His equity-based compensation includes 31,250 unvested restricted share units, each tied to one ADS and settled in Ordinary Shares, plus 7,364 ADSs that are convertible at any time with no expiration date. He also holds fully vested stock options covering 750,000, 300,000, 70,000 and 840,000 Ordinary Shares, each granted under the RedHill 2010 Option Plan with exercise prices per ADS of $6,840, $7,000, $7,000 and $6,620, expiring between February 25, 2029 and July 25, 2031.
RedHill Biopharma Ltd. director Reed Kenneth filed an initial ownership report showing equity interests in the company. He holds 10,520 unvested restricted share units, each tied to one American Depositary Share and settled in ordinary shares, plus 2,583 ADSs that are convertible at any time and have no expiration date.
He also holds stock options to purchase 90,000 ordinary shares (equivalent to 9 ADSs) at an exercise price of $4,870 per ADS expiring on March 25, 2030, 150,000 ordinary shares (equivalent to 15 ADSs) at $7,000 per ADS expiring on May 6, 2029, and 250,000 ordinary shares (equivalent to 25 ADSs) at $6,620 per ADS expiring on July 25, 2031. These options are fully vested and exercisable.

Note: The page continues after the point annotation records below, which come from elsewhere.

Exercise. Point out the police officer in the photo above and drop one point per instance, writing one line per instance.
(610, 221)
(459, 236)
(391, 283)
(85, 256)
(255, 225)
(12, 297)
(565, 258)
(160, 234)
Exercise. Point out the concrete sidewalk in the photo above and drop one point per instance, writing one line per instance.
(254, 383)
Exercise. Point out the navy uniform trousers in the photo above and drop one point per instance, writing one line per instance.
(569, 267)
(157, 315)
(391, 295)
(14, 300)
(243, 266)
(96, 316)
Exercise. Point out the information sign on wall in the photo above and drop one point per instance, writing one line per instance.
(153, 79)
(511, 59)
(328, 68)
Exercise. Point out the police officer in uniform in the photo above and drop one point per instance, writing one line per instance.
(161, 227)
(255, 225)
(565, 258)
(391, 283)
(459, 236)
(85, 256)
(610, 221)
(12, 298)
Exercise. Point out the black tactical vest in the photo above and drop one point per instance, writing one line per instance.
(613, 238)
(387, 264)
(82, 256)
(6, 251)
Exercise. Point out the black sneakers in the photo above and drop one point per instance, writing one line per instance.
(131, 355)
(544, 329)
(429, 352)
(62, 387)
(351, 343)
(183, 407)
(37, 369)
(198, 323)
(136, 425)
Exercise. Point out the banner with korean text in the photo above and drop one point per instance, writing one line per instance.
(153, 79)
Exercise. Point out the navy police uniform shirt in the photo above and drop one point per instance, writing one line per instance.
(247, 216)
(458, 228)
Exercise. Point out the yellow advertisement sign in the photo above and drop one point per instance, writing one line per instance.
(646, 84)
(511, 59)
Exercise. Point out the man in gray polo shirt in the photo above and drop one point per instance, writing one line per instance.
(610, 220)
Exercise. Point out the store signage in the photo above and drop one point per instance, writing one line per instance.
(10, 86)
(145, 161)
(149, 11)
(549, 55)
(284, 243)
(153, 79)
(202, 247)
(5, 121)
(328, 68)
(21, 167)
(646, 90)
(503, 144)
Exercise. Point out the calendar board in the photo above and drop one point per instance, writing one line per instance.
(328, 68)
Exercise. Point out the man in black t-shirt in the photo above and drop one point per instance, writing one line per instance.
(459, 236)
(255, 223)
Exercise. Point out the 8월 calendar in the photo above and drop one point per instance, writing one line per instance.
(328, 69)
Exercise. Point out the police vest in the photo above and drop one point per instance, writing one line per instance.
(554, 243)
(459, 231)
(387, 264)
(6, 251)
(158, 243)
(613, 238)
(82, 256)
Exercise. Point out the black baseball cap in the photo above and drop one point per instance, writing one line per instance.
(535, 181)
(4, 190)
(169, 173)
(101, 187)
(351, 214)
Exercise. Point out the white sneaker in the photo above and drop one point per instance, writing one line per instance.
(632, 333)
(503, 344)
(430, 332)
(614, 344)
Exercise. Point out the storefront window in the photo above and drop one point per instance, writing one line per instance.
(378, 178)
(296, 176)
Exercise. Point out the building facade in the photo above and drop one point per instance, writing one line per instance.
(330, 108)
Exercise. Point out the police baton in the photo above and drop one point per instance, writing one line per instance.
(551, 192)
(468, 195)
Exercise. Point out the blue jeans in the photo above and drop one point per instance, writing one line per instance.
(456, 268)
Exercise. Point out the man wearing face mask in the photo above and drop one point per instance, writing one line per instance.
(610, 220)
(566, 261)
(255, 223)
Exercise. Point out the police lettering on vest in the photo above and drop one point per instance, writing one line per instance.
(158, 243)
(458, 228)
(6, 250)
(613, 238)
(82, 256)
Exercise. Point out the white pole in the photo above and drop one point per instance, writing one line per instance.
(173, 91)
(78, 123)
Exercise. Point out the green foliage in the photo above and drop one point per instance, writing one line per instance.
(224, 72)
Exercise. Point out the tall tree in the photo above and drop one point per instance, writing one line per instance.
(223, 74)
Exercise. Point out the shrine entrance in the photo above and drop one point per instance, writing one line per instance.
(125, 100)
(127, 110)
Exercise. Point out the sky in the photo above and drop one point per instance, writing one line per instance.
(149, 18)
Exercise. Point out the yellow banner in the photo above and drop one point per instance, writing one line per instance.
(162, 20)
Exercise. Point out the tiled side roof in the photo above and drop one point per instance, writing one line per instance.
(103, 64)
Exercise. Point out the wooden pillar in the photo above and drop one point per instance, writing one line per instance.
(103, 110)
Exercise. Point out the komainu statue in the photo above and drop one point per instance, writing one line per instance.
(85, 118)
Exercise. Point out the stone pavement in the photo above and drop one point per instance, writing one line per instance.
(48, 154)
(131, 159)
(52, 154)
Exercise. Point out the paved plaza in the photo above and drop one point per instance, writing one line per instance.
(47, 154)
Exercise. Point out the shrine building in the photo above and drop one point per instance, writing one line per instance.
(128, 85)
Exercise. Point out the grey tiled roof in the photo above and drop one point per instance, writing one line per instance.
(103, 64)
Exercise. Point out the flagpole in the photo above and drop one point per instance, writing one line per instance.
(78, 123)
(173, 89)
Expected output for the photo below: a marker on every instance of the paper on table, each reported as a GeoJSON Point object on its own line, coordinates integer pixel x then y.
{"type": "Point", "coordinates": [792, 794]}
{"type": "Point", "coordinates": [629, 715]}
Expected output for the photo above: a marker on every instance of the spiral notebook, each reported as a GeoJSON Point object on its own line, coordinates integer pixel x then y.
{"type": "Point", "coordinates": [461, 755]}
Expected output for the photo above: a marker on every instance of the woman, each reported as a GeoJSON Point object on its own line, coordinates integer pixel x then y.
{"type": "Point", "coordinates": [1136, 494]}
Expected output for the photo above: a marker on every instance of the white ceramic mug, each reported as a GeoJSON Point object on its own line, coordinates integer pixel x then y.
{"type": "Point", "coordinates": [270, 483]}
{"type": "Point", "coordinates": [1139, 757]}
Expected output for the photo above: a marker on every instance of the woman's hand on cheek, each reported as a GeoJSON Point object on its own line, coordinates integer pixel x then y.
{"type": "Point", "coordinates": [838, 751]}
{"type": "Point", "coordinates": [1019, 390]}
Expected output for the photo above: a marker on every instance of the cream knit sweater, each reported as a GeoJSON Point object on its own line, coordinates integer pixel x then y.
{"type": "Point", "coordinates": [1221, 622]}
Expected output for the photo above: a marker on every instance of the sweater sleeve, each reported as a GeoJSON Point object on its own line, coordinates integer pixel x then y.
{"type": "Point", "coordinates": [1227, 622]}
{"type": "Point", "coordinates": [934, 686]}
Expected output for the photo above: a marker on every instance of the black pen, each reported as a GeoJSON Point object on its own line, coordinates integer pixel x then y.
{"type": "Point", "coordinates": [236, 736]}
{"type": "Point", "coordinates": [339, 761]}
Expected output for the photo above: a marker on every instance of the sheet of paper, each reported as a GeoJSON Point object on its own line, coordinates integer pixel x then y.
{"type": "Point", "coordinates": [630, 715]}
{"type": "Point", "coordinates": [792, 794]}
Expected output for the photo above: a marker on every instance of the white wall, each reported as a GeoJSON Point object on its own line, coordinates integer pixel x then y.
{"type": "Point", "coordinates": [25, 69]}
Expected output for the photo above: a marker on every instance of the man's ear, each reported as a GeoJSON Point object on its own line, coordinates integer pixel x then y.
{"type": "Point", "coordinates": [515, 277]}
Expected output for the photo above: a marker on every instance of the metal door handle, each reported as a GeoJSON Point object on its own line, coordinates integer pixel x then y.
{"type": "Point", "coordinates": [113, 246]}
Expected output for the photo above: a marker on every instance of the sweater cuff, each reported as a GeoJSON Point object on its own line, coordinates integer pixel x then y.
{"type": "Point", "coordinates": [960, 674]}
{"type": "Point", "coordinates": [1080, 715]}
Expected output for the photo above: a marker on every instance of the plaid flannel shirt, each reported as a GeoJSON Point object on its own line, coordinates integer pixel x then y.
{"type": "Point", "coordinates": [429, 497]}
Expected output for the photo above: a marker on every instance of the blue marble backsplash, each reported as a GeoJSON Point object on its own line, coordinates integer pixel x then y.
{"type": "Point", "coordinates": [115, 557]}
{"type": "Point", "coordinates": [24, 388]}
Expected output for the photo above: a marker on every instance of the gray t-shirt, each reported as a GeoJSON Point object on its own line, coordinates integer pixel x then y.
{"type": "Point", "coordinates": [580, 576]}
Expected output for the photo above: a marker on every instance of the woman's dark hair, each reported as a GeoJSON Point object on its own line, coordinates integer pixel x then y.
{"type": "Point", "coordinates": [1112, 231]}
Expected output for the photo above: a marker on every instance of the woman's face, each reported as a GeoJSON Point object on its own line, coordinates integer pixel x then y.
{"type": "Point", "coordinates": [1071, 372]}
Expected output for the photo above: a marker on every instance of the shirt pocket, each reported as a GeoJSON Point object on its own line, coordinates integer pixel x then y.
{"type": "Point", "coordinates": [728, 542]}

RedHill Biopharma’s Chief Operating Officer Raday Gilead has filed an initial Form 3 reporting his equity holdings. He holds 30,758 unvested restricted share units, each linked to one American Depositary Share (ADS), and 4,537 ADSs that are convertible at any time with no expiration date.
The filing also lists several stock option grants to purchase Ordinary Shares: 250,000 and 400,000 shares with an exercise price of $5,000 per ADS, 600,000 shares at $4,870 per ADS, and 570,000 and 180,000 shares at $7,080 per ADS. Most option grants are described as fully vested and exercisable, with expirations between March 2028 and April 2031.
RedHill Biopharma Ltd. director Mamluk Roni has filed an initial ownership report detailing existing equity awards and share holdings. The filing shows 10,350 unvested restricted share units, each tied to one American Depositary Share (ADS). Each ADS represents 10,000 ordinary shares of RedHill Biopharma Ltd.
The RSUs are subject to time-based vesting conditions and are settled in ordinary shares. The report also discloses 1,350 ADSs that are convertible at any time at the holder’s election and have no expiration date. This Form 3 does not reflect new buy or sell transactions, only current beneficial ownership.